Muere persona en situación vulnerable sentada en banqueta de Calzada de Tlalpan
Durante horas permaneció sentado sobre la banqueta de Calzada de Tlalpan, con dirección al sur, a unos metros de la estación Villa de Cortés de la Línea 2 del Metro. La cabeza entre las piernas, una mano colgando sobre el borde de la banqueta y la otra sujetando unas llaves, nadie se acercó, nadie imaginó que aquel hombre ya estaba muerto.
Los vecinos de la zona dijeron que era una imagen cotidiana. Lo conocían por verlo caminar por el lugar, siempre alcoholizado, siempre en estado inconveniente. Estaban acostumbrados a verlo quedarse quieto durante largos periodos, por eso la escena no levantó sospechas. Pensaron que, una vez más, estaba dormido o perdido por el alcohol.
Fue hasta después de varias horas cuando alguien notó que el hombre, de entre 60 y 70 años, no respiraba. A su lado había una bolsa blanca tipo costal y una gorra tirada sobre el suelo. Detrás de él permanecía una colcha blanca con anaranjado, como si todavía esperara volver a cubrirse con ella.
La muerte pasó inadvertida en una de las vialidades más transitadas. Horas más tarde llegó Jorge, otro hombre de la tercera edad que también vive en aparente situación prioritaria. Apenas se acercó y supo lo que había ocurrido, rompió en llanto.

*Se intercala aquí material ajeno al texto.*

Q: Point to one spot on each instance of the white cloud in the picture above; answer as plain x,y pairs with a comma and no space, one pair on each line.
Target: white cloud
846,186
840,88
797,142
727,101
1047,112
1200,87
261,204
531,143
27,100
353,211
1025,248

“Yo le dije que ya se aplicara o se iba a morir… le dejé hace rato ahí su coquita”, dijo con la voz quebrada.
Contó que conocía al fallecido como “El Güerito” y que solían beber juntos desde hacía tiempo.
“Era mi amigo, era familia. Su cobija me la voy a llevar, no se puede quedar”, repetía mientras intentaba secarse las lágrimas con el dorso de la mano.
La escena se volvió aún más dolorosa cuando llegaron los peritos de la Fiscalía. Al intentar colocar el cuerpo dentro de la bolsa para su traslado, descubrieron que ya estaba completamente rígido. Había muerto en la misma posición en la que todos lo vieron durante horas y tuvieron que acomodarlo para poder llevárselo.
“El Güerito” murió sentado, solo, a plena luz del día, mientras la ciudad siguió pasando frente a él creyendo que únicamente estaba borracho.